Co dalej? Cruz wygrał kolejną walkę i teraz spokojnie może czekać na rozwój wypadków w swojej kategorii. Co do potencjalnych rywali, to nie ma ich zbyt wielu. Na dobrej drodze do starcia z mistrzem są m.in. TJ Dillashaw, Rafael Assuncao, Bryan Caraway i Cody Garbrandt. Co do dwóch pierwszych nazwisk, to zajmują on kolejno 1 i 3 miejsce w rankingu, na dodatek skonfrontują się na gali UFC 200. Będzie to rewanż za walkę z 2013 roku, którą wtedy niejednogłośnie wygrał Brazylijczyk.

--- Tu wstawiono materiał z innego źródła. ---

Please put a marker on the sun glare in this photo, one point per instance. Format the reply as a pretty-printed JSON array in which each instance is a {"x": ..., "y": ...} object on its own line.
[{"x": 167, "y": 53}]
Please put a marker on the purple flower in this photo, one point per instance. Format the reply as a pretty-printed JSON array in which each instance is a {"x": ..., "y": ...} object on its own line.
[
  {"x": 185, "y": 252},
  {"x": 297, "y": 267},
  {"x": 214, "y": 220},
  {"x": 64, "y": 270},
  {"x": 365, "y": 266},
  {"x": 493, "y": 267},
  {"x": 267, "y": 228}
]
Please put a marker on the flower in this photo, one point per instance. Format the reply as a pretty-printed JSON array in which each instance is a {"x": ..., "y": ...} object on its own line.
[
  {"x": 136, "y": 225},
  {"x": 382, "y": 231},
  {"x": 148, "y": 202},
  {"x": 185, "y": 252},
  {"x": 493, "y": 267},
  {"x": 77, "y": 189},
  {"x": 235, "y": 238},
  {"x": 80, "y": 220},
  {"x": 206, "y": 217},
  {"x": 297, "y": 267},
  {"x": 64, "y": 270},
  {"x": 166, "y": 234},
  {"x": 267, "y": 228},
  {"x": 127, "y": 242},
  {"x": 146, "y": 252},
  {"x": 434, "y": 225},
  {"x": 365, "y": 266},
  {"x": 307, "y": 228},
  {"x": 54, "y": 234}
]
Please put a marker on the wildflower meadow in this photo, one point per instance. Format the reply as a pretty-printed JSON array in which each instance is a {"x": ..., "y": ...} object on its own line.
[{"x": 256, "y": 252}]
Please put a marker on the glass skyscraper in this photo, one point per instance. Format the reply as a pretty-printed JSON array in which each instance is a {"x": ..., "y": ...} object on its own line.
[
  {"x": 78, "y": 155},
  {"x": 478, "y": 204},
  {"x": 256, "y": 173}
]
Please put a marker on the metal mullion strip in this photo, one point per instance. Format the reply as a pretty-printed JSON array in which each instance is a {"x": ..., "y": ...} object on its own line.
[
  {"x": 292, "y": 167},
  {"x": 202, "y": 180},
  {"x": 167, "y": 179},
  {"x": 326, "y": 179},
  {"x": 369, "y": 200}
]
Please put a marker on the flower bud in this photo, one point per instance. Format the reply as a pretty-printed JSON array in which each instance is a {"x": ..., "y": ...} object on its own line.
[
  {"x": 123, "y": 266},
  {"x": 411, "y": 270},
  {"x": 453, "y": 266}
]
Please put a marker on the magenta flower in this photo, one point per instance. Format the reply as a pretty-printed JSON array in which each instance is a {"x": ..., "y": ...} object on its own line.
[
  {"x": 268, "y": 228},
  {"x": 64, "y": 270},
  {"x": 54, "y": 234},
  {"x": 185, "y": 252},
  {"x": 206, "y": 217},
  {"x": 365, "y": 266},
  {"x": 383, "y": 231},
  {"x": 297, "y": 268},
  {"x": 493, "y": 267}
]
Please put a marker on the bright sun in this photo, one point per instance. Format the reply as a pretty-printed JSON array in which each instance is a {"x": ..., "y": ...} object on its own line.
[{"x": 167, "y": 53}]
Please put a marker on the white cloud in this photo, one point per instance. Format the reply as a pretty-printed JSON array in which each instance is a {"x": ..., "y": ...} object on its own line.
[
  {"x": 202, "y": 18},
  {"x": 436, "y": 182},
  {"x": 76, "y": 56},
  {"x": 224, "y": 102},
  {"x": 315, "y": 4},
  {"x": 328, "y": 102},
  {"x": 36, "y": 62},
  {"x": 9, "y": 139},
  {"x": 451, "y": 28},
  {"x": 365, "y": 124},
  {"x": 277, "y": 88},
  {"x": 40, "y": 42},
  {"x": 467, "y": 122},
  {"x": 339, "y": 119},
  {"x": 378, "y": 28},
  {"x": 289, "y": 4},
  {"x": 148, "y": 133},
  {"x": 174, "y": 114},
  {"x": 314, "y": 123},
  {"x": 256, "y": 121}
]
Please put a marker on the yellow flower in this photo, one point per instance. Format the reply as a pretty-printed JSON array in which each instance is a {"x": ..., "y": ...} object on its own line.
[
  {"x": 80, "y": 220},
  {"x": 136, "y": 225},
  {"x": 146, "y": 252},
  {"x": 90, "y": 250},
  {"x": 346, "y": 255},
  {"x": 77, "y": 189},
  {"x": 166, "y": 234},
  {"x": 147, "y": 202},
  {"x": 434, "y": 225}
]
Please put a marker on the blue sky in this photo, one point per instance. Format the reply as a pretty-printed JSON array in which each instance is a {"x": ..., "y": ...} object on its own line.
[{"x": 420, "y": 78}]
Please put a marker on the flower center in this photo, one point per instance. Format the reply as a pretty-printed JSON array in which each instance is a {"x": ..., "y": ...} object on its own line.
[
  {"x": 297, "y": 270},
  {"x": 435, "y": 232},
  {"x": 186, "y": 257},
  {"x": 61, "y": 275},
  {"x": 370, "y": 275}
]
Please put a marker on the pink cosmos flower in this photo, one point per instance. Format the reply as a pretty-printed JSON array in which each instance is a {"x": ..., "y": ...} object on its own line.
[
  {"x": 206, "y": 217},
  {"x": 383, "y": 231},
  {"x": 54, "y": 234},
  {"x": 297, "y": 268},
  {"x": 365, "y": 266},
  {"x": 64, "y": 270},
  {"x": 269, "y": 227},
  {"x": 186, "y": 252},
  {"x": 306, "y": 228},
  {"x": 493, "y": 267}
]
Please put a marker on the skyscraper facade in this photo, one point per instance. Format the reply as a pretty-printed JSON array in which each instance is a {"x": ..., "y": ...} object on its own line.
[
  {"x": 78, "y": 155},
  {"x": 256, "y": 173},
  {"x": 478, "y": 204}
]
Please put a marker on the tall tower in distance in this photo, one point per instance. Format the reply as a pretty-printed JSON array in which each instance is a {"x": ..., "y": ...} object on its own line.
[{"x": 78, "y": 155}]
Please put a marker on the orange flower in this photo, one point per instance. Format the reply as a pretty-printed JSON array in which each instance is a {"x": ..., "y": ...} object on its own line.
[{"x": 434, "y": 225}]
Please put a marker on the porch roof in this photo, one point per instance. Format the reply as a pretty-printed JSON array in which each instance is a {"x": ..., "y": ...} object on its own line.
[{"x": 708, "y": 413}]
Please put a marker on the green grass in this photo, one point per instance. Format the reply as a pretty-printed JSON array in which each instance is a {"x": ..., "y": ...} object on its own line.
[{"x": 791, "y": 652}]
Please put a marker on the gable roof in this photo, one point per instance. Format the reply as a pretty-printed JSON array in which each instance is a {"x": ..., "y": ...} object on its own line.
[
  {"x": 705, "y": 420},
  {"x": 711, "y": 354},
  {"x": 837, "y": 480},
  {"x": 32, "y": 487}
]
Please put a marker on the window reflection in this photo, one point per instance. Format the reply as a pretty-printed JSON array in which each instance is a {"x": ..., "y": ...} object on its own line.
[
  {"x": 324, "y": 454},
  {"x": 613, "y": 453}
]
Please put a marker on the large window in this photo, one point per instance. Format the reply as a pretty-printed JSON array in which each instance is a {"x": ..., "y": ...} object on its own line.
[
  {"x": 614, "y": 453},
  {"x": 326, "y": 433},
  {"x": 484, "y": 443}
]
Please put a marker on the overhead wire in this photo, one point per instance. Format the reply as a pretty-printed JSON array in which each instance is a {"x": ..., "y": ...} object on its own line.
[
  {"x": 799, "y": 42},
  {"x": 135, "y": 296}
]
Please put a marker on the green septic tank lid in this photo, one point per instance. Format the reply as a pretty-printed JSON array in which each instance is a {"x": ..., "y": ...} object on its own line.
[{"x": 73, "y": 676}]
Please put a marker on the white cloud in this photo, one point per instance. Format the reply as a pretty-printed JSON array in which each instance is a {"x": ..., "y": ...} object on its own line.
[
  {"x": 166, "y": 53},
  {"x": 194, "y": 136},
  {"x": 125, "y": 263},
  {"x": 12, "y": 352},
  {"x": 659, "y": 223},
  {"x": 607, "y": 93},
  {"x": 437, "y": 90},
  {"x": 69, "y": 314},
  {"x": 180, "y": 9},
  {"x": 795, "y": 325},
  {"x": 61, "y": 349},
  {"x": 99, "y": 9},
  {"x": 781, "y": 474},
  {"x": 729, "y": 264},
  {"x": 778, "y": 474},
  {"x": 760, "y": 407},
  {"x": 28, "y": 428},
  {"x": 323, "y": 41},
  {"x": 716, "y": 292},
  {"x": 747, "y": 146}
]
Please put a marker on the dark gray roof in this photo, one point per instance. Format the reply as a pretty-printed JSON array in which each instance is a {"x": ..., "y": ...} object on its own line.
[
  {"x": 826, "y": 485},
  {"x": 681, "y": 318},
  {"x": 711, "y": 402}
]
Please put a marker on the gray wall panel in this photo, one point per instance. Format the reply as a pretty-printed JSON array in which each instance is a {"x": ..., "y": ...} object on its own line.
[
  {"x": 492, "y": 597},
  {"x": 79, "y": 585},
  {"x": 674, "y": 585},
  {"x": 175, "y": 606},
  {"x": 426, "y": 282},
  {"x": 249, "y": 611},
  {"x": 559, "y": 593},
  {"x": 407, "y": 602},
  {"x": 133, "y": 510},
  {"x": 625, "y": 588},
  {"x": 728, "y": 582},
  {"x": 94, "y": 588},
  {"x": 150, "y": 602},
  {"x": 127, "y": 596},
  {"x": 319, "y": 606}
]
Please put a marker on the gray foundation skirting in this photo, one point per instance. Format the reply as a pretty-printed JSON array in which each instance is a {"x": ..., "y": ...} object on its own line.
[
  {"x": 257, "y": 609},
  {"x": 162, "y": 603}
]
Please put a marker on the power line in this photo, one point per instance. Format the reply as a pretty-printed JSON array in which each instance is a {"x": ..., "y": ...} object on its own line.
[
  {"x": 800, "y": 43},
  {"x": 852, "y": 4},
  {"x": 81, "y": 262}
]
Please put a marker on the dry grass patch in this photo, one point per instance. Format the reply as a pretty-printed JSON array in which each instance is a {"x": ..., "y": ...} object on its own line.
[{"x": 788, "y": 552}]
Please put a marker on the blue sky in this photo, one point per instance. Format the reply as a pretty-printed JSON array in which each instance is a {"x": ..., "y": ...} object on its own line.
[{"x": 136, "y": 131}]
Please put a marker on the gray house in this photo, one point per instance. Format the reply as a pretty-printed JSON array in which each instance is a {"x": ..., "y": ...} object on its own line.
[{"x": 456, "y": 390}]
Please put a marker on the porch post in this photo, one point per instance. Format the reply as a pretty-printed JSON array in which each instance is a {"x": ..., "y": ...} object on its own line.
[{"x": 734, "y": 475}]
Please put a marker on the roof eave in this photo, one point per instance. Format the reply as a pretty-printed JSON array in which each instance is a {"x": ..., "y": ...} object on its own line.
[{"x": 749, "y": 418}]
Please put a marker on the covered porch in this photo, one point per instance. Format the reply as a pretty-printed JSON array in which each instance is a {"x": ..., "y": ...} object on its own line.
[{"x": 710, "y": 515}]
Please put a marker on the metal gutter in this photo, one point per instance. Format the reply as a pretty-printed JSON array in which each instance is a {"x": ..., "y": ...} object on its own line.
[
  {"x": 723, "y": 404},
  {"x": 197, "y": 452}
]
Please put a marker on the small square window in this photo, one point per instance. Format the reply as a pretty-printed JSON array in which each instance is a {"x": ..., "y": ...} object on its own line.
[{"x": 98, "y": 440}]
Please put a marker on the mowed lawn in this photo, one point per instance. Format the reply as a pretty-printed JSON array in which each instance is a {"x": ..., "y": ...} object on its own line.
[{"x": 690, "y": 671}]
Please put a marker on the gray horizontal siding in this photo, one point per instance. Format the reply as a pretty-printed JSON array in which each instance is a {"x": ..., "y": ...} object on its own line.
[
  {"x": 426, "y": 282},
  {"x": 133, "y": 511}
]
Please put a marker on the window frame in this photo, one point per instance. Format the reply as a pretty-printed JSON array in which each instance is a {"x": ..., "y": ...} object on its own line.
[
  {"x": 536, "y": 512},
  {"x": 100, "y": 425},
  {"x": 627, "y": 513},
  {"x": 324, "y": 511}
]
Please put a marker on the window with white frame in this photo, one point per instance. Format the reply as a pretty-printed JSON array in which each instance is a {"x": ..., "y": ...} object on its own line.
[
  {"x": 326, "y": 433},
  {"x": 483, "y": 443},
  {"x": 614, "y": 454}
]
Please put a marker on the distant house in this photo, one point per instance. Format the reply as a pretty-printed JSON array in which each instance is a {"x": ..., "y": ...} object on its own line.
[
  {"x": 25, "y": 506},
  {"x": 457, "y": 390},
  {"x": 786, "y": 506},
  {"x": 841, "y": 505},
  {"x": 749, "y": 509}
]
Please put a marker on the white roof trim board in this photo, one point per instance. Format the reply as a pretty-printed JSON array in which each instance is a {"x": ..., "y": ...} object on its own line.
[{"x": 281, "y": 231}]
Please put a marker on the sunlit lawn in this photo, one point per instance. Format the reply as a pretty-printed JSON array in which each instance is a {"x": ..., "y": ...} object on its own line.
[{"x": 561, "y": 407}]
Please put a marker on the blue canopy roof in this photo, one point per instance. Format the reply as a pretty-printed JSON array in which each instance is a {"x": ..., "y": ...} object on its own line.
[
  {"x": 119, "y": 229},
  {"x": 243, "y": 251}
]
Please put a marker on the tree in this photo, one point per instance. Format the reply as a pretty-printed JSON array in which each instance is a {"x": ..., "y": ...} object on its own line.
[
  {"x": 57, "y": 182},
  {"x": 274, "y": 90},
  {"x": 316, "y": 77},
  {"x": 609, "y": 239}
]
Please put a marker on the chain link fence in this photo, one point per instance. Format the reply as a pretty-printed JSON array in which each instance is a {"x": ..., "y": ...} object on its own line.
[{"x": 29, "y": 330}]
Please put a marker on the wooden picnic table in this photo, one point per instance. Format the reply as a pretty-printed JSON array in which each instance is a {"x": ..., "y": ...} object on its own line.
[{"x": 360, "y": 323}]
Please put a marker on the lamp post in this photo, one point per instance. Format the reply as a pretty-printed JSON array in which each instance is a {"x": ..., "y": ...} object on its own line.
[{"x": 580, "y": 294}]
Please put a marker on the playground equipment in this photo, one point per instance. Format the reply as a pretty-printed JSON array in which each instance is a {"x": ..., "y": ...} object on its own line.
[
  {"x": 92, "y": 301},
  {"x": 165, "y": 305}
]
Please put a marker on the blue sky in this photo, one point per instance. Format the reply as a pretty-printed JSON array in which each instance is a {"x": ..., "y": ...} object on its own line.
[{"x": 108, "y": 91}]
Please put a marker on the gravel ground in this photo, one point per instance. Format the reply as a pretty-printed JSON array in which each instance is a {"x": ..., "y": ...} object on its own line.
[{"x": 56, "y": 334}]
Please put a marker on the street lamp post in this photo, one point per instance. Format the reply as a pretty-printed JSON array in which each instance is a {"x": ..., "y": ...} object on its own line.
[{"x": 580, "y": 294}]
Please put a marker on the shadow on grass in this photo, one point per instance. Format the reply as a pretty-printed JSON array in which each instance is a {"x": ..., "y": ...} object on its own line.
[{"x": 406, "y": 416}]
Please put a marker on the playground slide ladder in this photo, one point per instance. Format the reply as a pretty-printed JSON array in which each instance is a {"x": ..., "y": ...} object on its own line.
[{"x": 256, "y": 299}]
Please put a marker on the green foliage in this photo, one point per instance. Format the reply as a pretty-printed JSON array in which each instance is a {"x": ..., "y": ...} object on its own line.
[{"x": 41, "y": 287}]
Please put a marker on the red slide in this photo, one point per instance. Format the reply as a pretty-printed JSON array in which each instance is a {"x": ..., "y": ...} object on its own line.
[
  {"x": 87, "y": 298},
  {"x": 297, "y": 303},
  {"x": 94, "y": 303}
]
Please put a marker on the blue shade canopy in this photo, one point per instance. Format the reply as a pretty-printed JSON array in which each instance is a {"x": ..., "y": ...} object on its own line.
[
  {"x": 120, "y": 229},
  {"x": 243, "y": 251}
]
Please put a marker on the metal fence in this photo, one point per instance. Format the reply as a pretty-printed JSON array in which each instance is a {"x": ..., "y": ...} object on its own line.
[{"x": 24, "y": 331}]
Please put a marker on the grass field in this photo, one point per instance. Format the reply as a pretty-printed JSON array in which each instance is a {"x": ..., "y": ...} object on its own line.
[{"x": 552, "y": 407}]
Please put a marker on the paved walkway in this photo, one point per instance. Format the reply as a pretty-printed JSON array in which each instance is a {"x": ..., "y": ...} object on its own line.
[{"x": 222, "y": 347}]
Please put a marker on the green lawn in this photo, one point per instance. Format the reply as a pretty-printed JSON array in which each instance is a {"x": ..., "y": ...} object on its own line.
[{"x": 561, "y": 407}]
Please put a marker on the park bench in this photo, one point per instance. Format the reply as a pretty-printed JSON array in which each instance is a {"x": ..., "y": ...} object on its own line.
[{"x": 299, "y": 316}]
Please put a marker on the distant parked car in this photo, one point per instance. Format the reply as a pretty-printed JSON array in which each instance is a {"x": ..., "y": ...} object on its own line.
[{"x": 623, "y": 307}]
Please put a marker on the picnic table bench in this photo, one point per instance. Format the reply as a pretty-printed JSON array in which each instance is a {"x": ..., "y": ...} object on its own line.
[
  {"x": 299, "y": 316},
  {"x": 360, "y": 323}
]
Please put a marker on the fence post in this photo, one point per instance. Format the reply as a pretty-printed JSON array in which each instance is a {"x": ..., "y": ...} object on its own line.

Assuncao pozostaje niepokonany w ostatnich 7 pojedynkach, natomiast TJ w swojej ostatniej walce stoczył świetną walkę z “Dominatorem”. Nie powinno więc ulegać wątpliwości, że wygrany tego starcia będzie kolejnym rywalem Cruza. TYP: Wygrany z walki Dillashaw vs. Assuncao

BISPING_MICHAEL

Michael “The Count” Bisping

W daniu głównym  gali UFC 199 byliśmy świadkami ogromnej sensacji. Weteran UFC Michael Bisping zaszokował całe środowisko MMA, znokautował w 1 rundzie faworyzowanego Luke’a Rockholda i został nowym mistrzem wagi średniej.

Co dalej? Odpowiedź na to pytanie wbrew pozorom nie jest łatwe. Jedynym zawodnikiem z dodatnim bilansem walk w ostatnich pojedynkach jest Brazylijski “Aligator” Ronaldo Souza, który ostatnio pokonał Vitora Belforta i to jemu najbliżej jest do pasa. Nie wykluczałbym również ewentualnego rewanżu z Rockholdem, który tę walkę przyjął na kilkanaście dni przed jej odbyciem i jest bardzo zdeterminowany na zamknięcie trylogii z Bispingiem na swoją korzyść. Niewiadomym natomiast pozostaje status Yoela Romero, który cały czas pozostaje zawieszony, ale krążą słuchy, że Kubańczyk jednak jest czysty. Także ostatecznie wybór powinien paść na jednego z powyższej trójki, a najbardziej prawdopodobne wydaje się zestawienie z Brazylijczykiem. TYP: Ronaldo Souza

 

A Wy jak myślicie? Z kim UFC powinno zestawić powyższą piątkę w najbliższym czasie?